Hácia el amanecer disminuyó la fuerza de la tempestad i el obrero que se hallaba junto al pozo sintió de pronto en el canal de desagüe fuertes golpes, como si algo viviente se ajitase en él. Acercóse al sitio de donde partia aquel ruido estraordinario i se quedó perplejo, mudo de estupor, a la vista de un objeto que parecia lanzar relámpagos i que se azotaba violentamente junto a la rejilla del canal. Tomó con presteza un candil colgado en una de las vigas de la cabria i su sorpresa se convirtió en espanto: lo que saltaba allí dentro era un pez vivo, una corvina de plateado vientre.

Entre tanto, el maquinista se impacientaba esperando las señales reglamentarias i sus voces imperiosas dominaban el ruido del viento cada vez mas flojo a medida que avanzaba el dia.

Por fin, el remiso obrero, reapareció en la plataforma, llevando suspendido por la cola el pez que contraia violentamente su viscoso cuerpo. El de la máquina, viendo aquel objeto que se movia en la mano de su compañero, gritó desde lo alto:

—¿Qué pasa, Juan, qué es lo que hai?

—Nada, que estamos achicando el mar, fué la breve respuesta que hirió sus oidos.

Pasados algunos minutos, el pito de alarma sonaba en la mina por última vez, poniendo en conmocion a sus dormidos moradores i el vapor, el aliento vital de aquel organismo de hierro, abandonaba para siempre los cilindros i calderas, escapándose por las válvulas abiertas en medio de silbidos ensordecedores.

Los trabajadores acudian i se agrupaban consternados en torno del pique, contemplando silenciosos a los in jeme ros que por medio de sondajes comprobaban el desastre. De vez en cuando resonaban sordos chasquidos subterráneos producidos por los derrumbes de las obras interiores. El agua del mar llenaba toda la mina i subia por el pozo hasta quedar a cincuenta metros de los bordes de la escavacion.
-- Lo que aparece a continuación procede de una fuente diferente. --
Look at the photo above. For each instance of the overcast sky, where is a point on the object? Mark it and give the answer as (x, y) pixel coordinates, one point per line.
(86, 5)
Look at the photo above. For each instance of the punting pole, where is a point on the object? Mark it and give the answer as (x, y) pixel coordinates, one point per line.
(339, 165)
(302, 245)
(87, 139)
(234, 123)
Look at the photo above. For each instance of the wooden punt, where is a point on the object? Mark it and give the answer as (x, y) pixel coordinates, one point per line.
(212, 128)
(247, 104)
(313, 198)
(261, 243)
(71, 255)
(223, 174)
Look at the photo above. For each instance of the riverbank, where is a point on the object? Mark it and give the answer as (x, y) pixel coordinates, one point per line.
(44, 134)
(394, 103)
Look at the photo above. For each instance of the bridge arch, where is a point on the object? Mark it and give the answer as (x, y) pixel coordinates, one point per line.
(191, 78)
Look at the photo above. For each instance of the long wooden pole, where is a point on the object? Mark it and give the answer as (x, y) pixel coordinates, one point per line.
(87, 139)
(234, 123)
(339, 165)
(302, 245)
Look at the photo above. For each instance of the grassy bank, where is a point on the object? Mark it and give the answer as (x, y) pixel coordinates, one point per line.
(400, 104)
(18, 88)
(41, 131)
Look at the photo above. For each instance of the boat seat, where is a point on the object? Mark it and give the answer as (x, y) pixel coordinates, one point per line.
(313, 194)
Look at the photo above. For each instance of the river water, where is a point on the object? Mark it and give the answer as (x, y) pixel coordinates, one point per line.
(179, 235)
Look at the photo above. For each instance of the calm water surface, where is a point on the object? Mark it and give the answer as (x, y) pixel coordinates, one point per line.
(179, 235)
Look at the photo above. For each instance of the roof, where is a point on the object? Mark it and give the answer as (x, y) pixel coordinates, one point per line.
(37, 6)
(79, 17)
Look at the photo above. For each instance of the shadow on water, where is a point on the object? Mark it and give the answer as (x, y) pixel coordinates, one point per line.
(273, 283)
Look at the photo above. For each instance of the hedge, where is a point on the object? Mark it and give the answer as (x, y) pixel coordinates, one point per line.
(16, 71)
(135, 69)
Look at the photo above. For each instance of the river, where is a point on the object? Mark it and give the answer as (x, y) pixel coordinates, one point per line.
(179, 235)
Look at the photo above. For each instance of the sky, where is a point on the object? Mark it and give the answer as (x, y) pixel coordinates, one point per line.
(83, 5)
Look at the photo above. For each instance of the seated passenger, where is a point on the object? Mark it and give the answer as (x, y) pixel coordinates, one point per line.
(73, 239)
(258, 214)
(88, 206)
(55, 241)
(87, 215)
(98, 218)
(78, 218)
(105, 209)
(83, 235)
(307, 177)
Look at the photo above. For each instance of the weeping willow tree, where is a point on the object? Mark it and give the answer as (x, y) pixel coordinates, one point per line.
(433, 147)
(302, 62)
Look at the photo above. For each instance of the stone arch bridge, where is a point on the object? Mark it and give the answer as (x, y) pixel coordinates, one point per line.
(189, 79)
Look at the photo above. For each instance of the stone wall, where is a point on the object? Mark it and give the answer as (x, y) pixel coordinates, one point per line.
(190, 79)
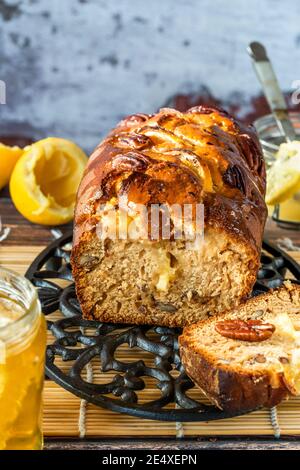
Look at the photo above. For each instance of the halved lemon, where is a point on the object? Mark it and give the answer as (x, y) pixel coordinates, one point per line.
(45, 180)
(8, 158)
(283, 178)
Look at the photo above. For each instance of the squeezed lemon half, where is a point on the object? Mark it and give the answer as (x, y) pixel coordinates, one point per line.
(45, 179)
(283, 178)
(8, 158)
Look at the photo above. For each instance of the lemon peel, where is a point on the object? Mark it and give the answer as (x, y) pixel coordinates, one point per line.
(44, 181)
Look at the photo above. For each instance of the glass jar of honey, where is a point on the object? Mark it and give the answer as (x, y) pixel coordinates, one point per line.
(22, 355)
(287, 213)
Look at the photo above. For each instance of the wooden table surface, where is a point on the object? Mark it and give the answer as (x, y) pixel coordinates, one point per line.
(24, 233)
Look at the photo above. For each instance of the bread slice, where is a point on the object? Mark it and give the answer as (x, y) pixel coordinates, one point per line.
(241, 375)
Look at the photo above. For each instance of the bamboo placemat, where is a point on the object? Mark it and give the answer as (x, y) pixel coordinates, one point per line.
(62, 409)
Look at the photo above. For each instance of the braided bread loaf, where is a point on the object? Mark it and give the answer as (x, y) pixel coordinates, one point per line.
(199, 157)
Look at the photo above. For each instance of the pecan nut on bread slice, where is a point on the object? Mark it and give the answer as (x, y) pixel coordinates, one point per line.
(249, 357)
(200, 157)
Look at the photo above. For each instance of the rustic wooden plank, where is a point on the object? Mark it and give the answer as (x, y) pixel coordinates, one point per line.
(168, 444)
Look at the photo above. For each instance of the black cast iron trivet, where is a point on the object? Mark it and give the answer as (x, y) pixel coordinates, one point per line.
(72, 342)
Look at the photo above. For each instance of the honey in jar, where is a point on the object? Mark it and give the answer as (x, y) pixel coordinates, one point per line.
(22, 352)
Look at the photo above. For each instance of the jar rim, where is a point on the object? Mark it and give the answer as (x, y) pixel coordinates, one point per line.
(294, 115)
(21, 287)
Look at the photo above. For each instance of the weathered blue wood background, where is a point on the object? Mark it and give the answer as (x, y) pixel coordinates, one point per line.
(73, 68)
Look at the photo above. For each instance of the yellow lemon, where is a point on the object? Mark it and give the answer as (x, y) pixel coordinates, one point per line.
(8, 158)
(283, 178)
(45, 179)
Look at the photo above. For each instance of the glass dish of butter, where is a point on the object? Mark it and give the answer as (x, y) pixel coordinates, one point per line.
(283, 171)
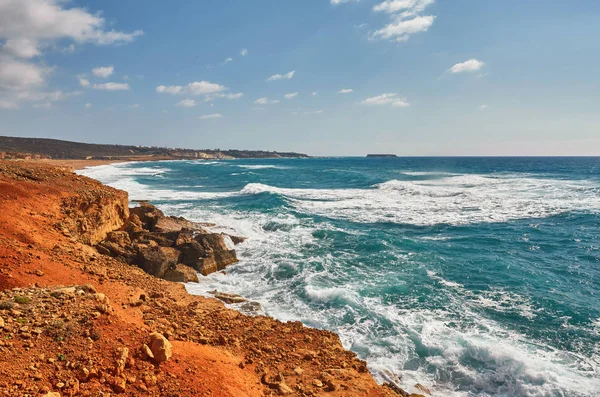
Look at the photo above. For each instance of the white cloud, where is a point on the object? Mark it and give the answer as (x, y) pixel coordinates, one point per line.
(196, 88)
(28, 27)
(4, 104)
(286, 76)
(401, 29)
(112, 87)
(237, 95)
(22, 47)
(406, 19)
(210, 116)
(212, 97)
(386, 99)
(18, 75)
(51, 19)
(186, 103)
(103, 71)
(70, 49)
(472, 65)
(394, 6)
(265, 101)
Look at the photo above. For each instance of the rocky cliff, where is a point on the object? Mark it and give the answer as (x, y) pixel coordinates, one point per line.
(75, 322)
(92, 214)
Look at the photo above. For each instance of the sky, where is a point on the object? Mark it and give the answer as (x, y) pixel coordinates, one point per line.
(323, 77)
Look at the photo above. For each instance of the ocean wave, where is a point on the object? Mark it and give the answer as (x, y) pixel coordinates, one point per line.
(262, 166)
(455, 200)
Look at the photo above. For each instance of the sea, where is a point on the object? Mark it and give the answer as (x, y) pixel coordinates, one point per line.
(469, 276)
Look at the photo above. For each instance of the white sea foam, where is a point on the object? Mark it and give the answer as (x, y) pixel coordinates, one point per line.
(475, 357)
(455, 200)
(262, 166)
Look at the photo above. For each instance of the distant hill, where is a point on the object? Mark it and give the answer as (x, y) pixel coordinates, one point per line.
(381, 155)
(58, 149)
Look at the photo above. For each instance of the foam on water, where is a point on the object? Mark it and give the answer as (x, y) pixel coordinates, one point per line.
(455, 200)
(455, 349)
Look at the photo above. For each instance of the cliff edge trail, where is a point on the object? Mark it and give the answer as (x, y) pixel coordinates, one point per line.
(76, 322)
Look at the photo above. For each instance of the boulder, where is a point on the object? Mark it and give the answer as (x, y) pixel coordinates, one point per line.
(191, 251)
(119, 238)
(236, 239)
(181, 274)
(116, 250)
(156, 260)
(133, 225)
(148, 215)
(228, 298)
(206, 266)
(161, 348)
(174, 224)
(213, 241)
(225, 258)
(162, 239)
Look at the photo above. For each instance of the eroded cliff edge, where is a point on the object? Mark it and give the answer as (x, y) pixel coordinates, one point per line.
(88, 338)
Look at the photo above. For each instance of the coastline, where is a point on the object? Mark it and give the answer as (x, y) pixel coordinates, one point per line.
(247, 355)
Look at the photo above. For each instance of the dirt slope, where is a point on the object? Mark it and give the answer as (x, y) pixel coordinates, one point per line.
(88, 340)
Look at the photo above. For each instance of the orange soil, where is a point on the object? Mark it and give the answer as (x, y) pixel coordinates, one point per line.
(216, 351)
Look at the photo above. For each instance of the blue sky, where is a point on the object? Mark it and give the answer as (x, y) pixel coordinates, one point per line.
(412, 77)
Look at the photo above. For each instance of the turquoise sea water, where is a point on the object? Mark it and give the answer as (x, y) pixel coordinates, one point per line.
(471, 276)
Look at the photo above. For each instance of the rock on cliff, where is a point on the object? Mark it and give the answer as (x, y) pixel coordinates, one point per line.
(168, 247)
(93, 213)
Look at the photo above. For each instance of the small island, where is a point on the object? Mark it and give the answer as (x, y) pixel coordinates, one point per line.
(381, 155)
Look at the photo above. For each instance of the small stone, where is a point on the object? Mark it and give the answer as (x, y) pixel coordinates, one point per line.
(161, 347)
(284, 389)
(120, 384)
(146, 352)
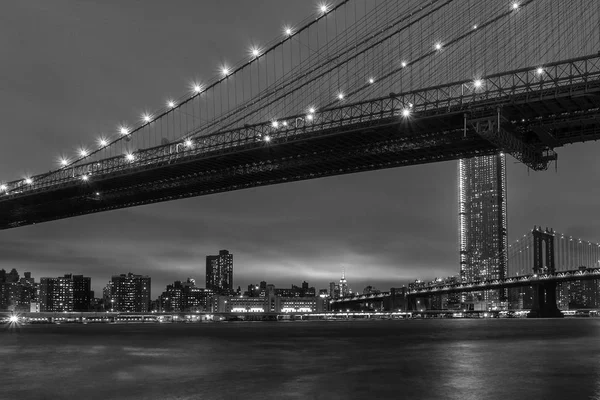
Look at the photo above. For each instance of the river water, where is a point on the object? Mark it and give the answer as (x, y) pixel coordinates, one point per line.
(415, 359)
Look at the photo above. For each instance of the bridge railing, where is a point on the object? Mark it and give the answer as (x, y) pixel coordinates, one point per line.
(526, 280)
(561, 78)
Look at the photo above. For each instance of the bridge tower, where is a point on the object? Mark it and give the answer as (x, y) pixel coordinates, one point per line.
(543, 251)
(544, 295)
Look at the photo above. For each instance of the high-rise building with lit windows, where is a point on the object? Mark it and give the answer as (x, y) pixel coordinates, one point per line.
(219, 272)
(482, 221)
(130, 293)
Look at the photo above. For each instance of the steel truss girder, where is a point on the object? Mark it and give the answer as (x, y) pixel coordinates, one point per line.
(494, 128)
(525, 280)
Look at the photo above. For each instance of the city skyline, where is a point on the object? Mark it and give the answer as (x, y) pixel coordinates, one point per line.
(393, 225)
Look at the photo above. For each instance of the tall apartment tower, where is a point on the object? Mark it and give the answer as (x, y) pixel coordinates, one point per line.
(482, 221)
(219, 272)
(130, 293)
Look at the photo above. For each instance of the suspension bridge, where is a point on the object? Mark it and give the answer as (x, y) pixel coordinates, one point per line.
(360, 85)
(540, 259)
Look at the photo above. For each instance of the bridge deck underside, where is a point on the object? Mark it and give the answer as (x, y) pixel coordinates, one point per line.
(504, 285)
(434, 135)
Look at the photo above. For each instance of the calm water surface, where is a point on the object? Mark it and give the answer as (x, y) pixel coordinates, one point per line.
(432, 359)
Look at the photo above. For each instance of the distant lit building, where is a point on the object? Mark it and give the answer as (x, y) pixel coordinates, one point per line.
(130, 293)
(16, 293)
(483, 232)
(344, 288)
(82, 292)
(56, 294)
(219, 272)
(371, 290)
(184, 297)
(277, 304)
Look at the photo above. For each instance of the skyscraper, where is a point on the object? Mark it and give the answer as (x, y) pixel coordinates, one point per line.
(482, 217)
(344, 289)
(56, 294)
(219, 272)
(82, 293)
(130, 293)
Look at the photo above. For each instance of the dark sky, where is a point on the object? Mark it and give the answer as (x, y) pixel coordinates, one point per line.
(70, 70)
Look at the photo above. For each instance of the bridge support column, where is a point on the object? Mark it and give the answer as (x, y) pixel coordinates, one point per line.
(544, 302)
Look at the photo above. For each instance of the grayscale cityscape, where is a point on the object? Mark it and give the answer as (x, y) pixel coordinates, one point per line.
(294, 200)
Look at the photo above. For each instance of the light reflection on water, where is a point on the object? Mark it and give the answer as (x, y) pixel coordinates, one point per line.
(434, 359)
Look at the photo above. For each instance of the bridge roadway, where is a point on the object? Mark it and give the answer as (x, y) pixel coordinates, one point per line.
(518, 281)
(535, 113)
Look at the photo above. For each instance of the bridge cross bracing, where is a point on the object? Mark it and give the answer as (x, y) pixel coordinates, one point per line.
(358, 86)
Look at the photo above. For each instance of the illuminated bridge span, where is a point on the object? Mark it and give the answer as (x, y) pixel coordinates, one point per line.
(360, 85)
(540, 259)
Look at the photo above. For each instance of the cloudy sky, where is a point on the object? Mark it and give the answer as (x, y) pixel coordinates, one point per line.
(73, 69)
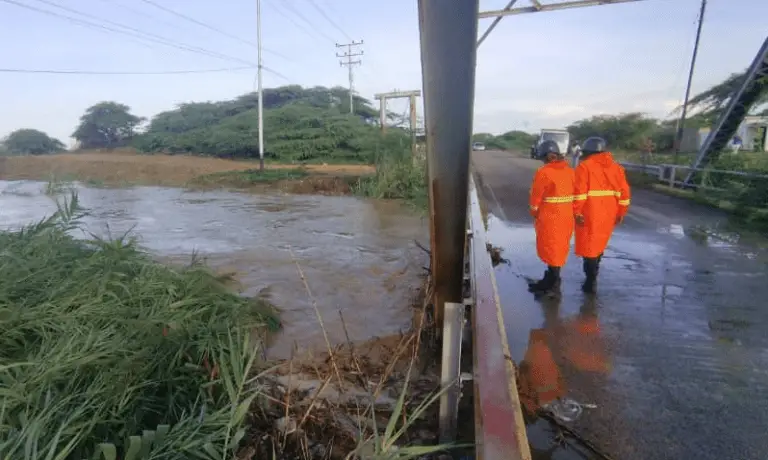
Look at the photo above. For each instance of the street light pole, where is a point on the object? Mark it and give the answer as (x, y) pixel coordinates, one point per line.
(681, 121)
(260, 90)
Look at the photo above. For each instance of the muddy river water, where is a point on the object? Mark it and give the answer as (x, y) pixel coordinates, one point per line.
(358, 256)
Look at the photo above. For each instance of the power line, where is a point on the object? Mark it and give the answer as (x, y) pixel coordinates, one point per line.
(293, 21)
(136, 33)
(99, 72)
(130, 31)
(331, 21)
(303, 18)
(138, 12)
(350, 65)
(209, 27)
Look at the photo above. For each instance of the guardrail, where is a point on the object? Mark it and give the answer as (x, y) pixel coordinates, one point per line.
(669, 174)
(499, 427)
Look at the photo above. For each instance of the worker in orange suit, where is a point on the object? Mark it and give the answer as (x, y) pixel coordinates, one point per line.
(551, 205)
(600, 203)
(538, 378)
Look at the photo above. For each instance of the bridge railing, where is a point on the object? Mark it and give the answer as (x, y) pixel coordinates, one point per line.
(706, 178)
(499, 426)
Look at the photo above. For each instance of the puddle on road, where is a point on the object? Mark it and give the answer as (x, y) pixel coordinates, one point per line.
(358, 256)
(673, 348)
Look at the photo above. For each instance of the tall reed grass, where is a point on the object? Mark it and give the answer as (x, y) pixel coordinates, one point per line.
(98, 343)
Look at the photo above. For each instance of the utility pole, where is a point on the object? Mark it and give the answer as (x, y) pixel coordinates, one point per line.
(681, 122)
(261, 89)
(411, 95)
(350, 64)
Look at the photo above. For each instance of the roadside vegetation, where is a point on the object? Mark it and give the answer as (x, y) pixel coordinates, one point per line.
(108, 354)
(302, 127)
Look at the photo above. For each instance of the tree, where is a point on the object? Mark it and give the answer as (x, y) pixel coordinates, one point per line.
(106, 125)
(625, 131)
(300, 124)
(714, 99)
(31, 142)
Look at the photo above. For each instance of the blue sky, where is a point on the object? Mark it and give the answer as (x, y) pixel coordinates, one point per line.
(534, 71)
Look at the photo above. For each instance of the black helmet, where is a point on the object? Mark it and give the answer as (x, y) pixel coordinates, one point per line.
(547, 147)
(594, 145)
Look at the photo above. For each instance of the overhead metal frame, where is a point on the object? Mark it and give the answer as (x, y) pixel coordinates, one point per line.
(738, 107)
(538, 7)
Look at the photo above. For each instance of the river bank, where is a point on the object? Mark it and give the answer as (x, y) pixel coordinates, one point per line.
(310, 399)
(127, 167)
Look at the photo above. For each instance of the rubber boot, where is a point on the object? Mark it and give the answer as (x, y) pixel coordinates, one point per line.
(591, 267)
(535, 286)
(551, 280)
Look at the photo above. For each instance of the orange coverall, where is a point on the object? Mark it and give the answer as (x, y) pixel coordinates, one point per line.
(551, 204)
(602, 196)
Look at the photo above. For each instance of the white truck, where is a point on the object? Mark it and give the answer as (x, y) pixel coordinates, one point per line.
(561, 136)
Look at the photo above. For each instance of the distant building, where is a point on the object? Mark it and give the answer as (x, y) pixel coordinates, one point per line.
(751, 132)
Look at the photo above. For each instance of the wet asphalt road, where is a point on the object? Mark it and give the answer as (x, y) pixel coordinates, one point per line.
(683, 327)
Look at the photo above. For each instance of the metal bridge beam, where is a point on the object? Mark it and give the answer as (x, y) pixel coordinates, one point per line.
(541, 8)
(755, 82)
(448, 32)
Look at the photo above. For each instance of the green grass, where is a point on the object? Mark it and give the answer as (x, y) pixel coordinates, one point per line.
(397, 177)
(250, 177)
(107, 354)
(99, 342)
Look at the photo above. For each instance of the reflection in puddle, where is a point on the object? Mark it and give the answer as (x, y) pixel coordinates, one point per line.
(358, 256)
(676, 348)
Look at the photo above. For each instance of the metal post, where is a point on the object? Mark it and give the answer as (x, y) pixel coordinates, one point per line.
(413, 124)
(448, 33)
(351, 91)
(261, 89)
(383, 113)
(450, 371)
(495, 22)
(681, 122)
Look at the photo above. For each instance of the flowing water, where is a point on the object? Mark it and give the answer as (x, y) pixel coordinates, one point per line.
(358, 256)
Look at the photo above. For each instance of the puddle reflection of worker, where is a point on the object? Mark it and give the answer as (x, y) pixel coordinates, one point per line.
(582, 343)
(577, 339)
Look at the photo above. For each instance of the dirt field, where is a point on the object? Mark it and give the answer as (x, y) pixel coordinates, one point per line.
(129, 168)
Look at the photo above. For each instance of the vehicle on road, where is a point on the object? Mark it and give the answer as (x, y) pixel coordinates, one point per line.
(561, 136)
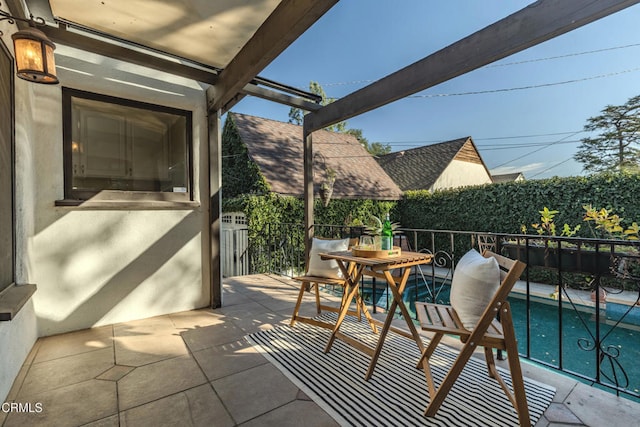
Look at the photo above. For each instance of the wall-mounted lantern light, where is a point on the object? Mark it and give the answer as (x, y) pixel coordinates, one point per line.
(33, 50)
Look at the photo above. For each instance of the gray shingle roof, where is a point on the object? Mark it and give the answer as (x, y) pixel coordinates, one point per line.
(277, 148)
(419, 168)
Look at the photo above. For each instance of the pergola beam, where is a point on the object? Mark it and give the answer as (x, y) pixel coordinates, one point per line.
(279, 97)
(286, 23)
(536, 23)
(122, 53)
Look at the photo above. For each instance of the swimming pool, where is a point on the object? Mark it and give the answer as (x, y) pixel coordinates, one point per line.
(575, 352)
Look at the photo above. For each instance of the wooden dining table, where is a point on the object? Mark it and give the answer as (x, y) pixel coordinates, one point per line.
(395, 270)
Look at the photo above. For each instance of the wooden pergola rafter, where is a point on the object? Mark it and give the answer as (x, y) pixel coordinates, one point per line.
(534, 24)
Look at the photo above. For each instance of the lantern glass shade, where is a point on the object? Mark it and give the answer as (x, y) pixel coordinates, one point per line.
(35, 61)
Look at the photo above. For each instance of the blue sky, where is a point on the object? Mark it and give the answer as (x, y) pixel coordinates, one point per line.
(534, 130)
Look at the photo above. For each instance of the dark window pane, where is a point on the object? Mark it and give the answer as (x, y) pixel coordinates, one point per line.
(115, 146)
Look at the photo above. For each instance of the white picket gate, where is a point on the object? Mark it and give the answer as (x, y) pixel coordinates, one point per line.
(234, 240)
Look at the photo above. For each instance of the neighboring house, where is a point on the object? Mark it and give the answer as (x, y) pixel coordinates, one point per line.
(508, 177)
(440, 166)
(276, 150)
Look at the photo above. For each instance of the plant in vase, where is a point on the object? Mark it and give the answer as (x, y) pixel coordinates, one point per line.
(373, 229)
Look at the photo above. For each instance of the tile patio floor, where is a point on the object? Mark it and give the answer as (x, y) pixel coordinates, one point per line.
(195, 369)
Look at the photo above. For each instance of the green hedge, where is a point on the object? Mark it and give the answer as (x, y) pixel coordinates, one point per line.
(505, 207)
(499, 208)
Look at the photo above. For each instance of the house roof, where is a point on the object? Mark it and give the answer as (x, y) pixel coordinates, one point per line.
(419, 168)
(277, 148)
(507, 177)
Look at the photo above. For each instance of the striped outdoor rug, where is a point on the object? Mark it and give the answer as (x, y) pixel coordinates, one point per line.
(397, 393)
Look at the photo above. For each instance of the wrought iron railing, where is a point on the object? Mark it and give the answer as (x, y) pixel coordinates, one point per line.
(576, 308)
El nombre de Fariña estaba en todos los labios i nadie dudó un instante de que fuera el autor de la catástrofe que los libertaba para siempre de aquel presidio donde tantas jeneraciones habian languidecido en medio de torturas i miserias ignoradas.



Todos los años en la noche del aniverversario del terrible accidente que destruyó uno de los mas poderosos establecimientos carboníferos de la comarca, los pescadores de esas riberas refieren que cerca del escarpado promontorio, en la ruta de las naves que tocan en el puerto, cuando suena la primera campanada de las doce de la noche en la torre de la lejana iglesia, fórmase en las salobres ondas un pequeño remolino hirviente i espumoso, surjiendo de aquel embudo la formidable figura del ciego con las pupilas fijas en la mina desolada i muerta.

Junto con la última vibracion de la campana se desvanece la temerosa aparicion i una mancha de espuma marca el peligroso sitio, del que huyen velozmente las barcas pescadoras impulsadas por sus ájiles remeros i ¡ai! de la que se aventure demasiado cerca de aquel Maelstron en miniatura, pues atraída por una tuerza misteriosa i zarandeada rudamente por las olas, se verá en riesgo inminente de zozobrar.



  1. Primer premio en el Certámen de La Revista Católica.